Consider the following scenario:
CREATE DATALAKE TABLE eschemafoo.schemaTestTable(I INT) PARTITIONED BY (SS VARCHAR(10)) LOCATION 'DB2REMOTE://mybucket//eschemafooschemaTestTable/' TBLPROPERTIES('external.table.purge'='true')select varchar(tabschema,25) as db2_schema, varchar(hiveschema,25) as hive_schema, varchar(tabname,25) as db2_tabname, varchar(hivetab,25) as hive_tabname from syshadoop.hcat_tables where tabschema='ESCHEMAFOO' or tabschema='eschemafoo'As shown blow, the identifiers in Hive are lower case and the identifiers in Db2 are upper case.

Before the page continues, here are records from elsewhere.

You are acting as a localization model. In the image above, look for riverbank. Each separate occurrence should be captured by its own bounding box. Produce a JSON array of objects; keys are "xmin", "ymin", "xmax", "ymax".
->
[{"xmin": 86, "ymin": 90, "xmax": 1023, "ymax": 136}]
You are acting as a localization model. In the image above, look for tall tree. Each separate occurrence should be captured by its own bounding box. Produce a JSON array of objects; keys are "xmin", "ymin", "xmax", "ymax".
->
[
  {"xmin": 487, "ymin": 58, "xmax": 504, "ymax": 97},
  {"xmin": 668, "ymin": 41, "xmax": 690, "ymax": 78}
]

DB2_SCHEMA HIVE_SCHEMA DB2_TABNAME HIVE_TABNAME ------------------------- ------------------------- ------------------------- ------------------------- ESCHEMAFOO eschemafoo SCHEMATESTTABLE schematesttable
DROP datalake TABLE eschemafoo.schemaTestTable DELETE DATA PURGE
DROP SCHEMA eschemafoo RESTRICTdb2 "select DB_ID, varchar(NAME,32) as NAME, varchar(db_location_uri,100) as db_loc_uri from SYSHIVE.DBS"
DB_ID NAME DB_LOC_URI
-------------------- -------------------------------- ----------------------------------------------------------------------------------------------------
1 default file:/mnt/blumeta0/home/db2inst1/sqllib/bigsql/warehouse/tablespace/external/hive
2 db2inst1 file:/mnt/blumeta0/home/db2inst1/sqllib/bigsql/warehouse/tablespace/external/hive/db2inst1.db
3 eschemafoo file:/mnt/blumeta0/home/db2inst1/sqllib/bigsql/warehouse/tablespace/external/hive/eschemafoo.db
ls -l ./blumeta0/home/db2inst1/sqllib/bigsql/warehouse/tablespace/external/hive
drwxr-sr-x. 2 db2inst1 db2iadm1 6 Feb 28 18:12 eschemafoo.db. <- leftover schema
CREATE DATALAKE TABLE "eschemafoo".schemaTestTable(I INT) PARTITIONED BY (SS VARCHAR(10)) LOCATION 'DB2REMOTE://mybucket//eschemafooschemaTestTable/' TBLPROPERTIES('external.table.purge'='true')DB21034E The command was processed as an SQL statement because it was not a
valid Command Line Processor command. During SQL processing it returned:
SQL0601N The name of the object to be created is identical to the existing
name "eschemafoo" of type "SCHEMA". SQLSTATE=42710
Resolving the problem
To mitigate the potential mishandling of Hive schema information, it is highly recommended to execute Datalake table DDL statements, specifically DROP SCHEMA, on the catalog node.
If encountering issues resulting from dropping a schema on a non-catalog node, it is recommended to first create the schema on the catalog node and then execute the DROP SCHEMA statement from there, ensuring successful removal of the HMS schema data.